Question:Have your experiences as a Foreign Service officer for the U.S. State Department in Europe helped you write your novels?
PIn the mid-1990’s, I was sent to Krakow, Poland as a diplomat. Although I originally went to do consular work (stamp visas and passports and help Americans who got into trouble), I found myself there at a unique moment in history. Many of the issues from the Holocaust, such as anti-Semitism, property restitution and preservation of the camps, had remained unresolved through the Cold War when dialogue and exchange were stifled, and they now had to be resolved before Poland could join NATO and the European Union. I was given responsibility for working on these issues, and I became very close to the surviving Jewish community there. I was profoundly moved by these experiences, both professionally and personally as a Jewish woman living in Poland. My books have been inspired by the things I’ve seen and the people I’ve met, especially in Europe. I’m moved to create stories based on the things I have witnessed.

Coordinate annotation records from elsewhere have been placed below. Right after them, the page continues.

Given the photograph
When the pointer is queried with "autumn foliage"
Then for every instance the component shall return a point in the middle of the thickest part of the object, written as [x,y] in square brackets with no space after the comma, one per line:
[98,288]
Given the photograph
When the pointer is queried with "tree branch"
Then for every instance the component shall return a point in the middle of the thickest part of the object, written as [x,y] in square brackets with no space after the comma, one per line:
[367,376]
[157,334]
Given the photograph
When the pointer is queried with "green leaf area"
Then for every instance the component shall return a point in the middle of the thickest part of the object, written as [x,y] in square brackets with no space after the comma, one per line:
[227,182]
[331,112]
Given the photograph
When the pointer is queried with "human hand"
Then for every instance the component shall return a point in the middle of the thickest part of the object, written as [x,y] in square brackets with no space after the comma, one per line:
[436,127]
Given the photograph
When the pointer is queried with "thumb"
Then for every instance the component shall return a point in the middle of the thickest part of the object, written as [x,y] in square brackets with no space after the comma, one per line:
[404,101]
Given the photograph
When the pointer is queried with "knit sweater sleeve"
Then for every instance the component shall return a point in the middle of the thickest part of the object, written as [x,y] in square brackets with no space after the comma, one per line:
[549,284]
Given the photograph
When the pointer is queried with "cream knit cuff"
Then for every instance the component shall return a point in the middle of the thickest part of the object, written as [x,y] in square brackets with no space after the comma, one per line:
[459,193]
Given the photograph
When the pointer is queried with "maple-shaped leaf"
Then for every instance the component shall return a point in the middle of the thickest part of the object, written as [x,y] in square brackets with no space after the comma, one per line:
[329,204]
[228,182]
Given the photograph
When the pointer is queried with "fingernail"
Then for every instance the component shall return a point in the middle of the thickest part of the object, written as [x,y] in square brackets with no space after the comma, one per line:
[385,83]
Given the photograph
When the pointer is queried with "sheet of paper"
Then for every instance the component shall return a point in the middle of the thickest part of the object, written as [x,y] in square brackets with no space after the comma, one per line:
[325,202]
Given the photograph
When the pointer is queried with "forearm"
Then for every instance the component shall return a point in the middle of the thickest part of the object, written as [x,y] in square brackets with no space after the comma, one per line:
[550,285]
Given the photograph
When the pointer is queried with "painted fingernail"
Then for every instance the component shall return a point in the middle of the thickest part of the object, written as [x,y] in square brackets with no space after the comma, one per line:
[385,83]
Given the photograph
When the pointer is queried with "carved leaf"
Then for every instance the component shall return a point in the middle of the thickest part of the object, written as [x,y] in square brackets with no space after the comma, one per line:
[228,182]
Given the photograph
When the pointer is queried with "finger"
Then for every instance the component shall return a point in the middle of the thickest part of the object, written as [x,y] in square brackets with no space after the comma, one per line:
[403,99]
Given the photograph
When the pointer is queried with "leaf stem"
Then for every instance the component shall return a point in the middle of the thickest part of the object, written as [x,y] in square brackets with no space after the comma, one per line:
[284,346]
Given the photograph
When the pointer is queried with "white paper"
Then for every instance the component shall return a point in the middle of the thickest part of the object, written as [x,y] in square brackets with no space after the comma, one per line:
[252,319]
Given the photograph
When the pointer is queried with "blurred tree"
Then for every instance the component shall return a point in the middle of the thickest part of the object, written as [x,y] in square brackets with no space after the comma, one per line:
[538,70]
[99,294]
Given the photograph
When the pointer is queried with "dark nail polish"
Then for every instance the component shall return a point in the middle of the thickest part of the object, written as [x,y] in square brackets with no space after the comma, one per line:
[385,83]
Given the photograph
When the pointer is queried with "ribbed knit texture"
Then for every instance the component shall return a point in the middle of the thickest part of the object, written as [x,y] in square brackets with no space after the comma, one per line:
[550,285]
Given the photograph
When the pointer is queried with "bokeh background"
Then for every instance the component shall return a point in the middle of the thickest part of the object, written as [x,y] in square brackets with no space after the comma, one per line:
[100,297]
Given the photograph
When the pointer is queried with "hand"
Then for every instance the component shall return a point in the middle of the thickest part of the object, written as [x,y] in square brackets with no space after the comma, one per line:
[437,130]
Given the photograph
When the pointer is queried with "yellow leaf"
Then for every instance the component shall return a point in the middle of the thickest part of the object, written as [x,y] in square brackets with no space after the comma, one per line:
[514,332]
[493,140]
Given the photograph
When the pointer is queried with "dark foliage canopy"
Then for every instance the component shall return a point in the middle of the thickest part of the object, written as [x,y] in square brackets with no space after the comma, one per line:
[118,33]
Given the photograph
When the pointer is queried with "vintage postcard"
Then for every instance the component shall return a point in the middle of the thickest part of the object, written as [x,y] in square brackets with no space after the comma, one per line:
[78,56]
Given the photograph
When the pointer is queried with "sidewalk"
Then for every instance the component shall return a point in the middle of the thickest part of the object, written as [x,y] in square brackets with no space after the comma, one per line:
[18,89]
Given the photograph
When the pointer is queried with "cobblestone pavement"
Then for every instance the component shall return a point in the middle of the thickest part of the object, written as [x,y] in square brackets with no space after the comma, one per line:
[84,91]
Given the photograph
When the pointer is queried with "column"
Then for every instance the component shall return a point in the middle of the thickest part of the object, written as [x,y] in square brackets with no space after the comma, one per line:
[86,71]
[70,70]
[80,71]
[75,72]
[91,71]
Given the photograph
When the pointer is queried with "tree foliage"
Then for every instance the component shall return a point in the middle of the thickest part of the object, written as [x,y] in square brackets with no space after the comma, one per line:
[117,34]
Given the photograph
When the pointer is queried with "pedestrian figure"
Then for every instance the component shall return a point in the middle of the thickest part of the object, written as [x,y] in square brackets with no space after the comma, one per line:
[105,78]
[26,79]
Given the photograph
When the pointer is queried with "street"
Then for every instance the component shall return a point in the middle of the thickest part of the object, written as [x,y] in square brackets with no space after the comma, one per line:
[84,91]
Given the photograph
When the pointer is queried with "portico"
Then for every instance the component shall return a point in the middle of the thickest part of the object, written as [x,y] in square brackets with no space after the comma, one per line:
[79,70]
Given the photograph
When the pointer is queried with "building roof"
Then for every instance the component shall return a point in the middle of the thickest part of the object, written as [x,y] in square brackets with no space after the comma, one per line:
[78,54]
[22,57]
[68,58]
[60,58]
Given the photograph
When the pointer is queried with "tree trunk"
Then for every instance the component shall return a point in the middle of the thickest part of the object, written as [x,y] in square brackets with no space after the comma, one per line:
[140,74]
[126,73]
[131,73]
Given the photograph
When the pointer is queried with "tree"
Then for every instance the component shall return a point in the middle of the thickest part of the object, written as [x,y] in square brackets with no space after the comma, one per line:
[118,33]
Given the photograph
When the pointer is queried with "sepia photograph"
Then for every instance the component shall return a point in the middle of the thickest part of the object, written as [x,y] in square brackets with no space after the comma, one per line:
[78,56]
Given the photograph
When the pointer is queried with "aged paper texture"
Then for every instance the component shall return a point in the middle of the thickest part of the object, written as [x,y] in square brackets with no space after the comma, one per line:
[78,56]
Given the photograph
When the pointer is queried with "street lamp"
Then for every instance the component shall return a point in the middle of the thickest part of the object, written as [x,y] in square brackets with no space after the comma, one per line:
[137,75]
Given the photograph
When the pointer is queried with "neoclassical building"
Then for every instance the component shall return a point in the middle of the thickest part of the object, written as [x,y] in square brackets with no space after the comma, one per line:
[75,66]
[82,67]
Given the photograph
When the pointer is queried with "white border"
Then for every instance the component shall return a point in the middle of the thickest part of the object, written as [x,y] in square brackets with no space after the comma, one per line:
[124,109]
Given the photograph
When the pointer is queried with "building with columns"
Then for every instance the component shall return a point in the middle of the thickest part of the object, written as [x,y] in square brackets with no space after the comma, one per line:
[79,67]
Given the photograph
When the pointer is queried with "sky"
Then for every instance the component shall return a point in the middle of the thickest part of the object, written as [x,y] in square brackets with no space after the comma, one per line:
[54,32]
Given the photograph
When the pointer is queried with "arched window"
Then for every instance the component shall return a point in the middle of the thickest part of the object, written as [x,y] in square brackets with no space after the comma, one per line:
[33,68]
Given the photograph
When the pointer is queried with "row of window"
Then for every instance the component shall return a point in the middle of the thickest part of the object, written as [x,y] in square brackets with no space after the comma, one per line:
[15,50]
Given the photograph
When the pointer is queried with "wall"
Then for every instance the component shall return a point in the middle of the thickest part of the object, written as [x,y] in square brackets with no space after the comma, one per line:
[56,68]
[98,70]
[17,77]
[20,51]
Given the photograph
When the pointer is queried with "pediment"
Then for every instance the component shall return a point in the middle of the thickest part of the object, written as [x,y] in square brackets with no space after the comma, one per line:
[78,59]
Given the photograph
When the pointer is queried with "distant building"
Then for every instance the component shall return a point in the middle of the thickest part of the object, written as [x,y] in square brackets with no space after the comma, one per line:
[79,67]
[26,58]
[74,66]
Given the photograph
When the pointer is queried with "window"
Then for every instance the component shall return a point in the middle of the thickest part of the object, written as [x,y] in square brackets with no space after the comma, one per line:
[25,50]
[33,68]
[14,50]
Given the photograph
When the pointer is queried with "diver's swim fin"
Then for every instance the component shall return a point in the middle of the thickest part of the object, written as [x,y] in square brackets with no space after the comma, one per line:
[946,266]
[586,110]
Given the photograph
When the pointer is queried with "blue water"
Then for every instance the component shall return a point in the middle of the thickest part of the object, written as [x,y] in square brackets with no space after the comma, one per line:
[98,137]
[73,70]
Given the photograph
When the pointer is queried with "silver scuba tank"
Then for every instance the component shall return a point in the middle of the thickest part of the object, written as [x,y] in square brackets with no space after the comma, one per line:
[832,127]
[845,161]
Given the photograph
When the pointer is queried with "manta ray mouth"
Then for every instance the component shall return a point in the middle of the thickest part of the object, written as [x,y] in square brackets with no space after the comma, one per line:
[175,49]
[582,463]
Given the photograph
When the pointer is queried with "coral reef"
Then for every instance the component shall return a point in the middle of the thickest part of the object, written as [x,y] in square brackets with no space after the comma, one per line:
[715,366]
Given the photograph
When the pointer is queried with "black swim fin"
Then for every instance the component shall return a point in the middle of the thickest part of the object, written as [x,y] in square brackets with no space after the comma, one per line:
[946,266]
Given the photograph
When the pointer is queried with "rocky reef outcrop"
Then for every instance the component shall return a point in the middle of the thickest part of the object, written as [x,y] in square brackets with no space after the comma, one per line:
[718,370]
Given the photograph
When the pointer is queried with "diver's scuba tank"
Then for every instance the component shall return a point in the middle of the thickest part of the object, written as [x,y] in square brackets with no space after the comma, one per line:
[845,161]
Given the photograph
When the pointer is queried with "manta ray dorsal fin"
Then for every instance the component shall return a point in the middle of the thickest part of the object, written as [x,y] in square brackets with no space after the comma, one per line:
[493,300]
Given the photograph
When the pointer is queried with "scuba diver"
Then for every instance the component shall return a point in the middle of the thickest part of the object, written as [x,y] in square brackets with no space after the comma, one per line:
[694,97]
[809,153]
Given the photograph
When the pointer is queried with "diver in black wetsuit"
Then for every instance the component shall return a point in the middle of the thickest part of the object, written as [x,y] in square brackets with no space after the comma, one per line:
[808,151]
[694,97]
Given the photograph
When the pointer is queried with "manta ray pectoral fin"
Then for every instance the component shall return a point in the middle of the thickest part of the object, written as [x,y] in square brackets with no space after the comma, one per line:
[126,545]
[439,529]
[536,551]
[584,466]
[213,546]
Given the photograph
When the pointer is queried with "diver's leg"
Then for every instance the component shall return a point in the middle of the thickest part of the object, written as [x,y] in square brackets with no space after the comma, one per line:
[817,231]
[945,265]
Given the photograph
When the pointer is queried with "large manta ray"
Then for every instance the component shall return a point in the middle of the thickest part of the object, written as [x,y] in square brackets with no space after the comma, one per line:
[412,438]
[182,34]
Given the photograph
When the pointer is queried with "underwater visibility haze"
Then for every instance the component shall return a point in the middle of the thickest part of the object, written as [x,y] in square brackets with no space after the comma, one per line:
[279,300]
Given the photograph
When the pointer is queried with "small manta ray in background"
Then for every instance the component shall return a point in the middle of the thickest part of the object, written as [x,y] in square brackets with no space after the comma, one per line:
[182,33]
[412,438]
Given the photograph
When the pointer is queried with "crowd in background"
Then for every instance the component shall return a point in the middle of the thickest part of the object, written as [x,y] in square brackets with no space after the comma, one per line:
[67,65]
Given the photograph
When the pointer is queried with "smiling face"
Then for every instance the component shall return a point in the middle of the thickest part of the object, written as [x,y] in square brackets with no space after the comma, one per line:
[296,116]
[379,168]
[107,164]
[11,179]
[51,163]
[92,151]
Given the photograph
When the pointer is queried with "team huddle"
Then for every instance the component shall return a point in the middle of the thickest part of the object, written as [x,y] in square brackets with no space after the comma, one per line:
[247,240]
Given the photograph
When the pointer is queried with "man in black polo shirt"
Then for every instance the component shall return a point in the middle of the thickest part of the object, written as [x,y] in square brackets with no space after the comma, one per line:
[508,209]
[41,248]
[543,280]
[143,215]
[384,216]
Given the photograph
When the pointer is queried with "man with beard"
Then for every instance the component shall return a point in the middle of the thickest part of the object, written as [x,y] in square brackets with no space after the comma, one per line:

Book Excerpt:“Books had become a luxury few Parisians could afford during the war and there were horrible stories of people burning them for kindling, or suing their pages for toilet paper. But some had instead brought them to places like this, selling them for a few francs in order to buy bread. The result is a shop bursting at the seams with books, piled haphazardly in floor-to-ceiling stacks ready to topple over at any moment. I run my hand over a dry cracked binding with affection. The titles are odd-old storybooks mixed with volumes about politics and poetry in a half a dozen languages and an abundance of war novels, for which it seems no one has the stomach anymore.”
About the book: As the world’s leaders gather in Paris following World War I to chart a new political order, one young girl suddenly finds herself at the center of it all in a city full of mysterious figures, foreign intrigue and dark, deadly passions. THE AMBASSADOR’S DAUGHTER (Harlequin MIRA, February 2013, $14.95 U.S./$17.95 CAN.) is bestselling author Pam Jenoff’s long-awaited follow-up to The Kommandant’s Girl and The Diplomat’s Wife.
When Margot Rosenthal’s diplomat father is summoned to Paris in 1919 as a German delegate to help rebuild a new world from the ashes of the Great War, Margot is eager to accompany him and delay her return to Berlin and her wounded fiancé, Stefan, who now feels like a stranger to her.
Although Margot spends her days frustrated by the overcrowded streets of Paris and her nights bored at her father’s dreary political functions, she nevertheless relishes what little freedom she has left before her impending marriage. But Margot’s entire world is suddenly turned upside down when she strikes up new alliances with two separate people, each as different as night and day, but to both of whom Margot is drawn as strongly as a moth to a flame.
As Margot fights to suppress her burgeoning new desires, dark forces are at play, seeking to manipulate her for their own nefarious purposes. With the fate of the world looming, Margot finds herself being used as a pawn in a political chess match played by people who are willing to sacrifice the lives of everyone she holds dear to achieve their goals. For a girl who has never had freedom of choice before, suddenly Margot has too many choices to make, each more harrowing than the last.
About the Author: Pam Jenoff is the author of several novels, including The Kommandant’s Girl, which received widespread acclaim, earned her a nomination for a Quill Award and became an international bestseller. She previously served as a Foreign Service officer for the U.S. State Department in Europe, as the Special Assistant to the Secretary of the Army at the Pentagon and as a practicing attorney. She received her Juris Doctor from the University of Pennsylvania, her master’s degree in history from Cambridge University and her bachelor’s degree in international affairs from The George Washington University. Pam Jenoff lives with her husband and three children near Philadelphia where, in addition to writing, she teaches law school.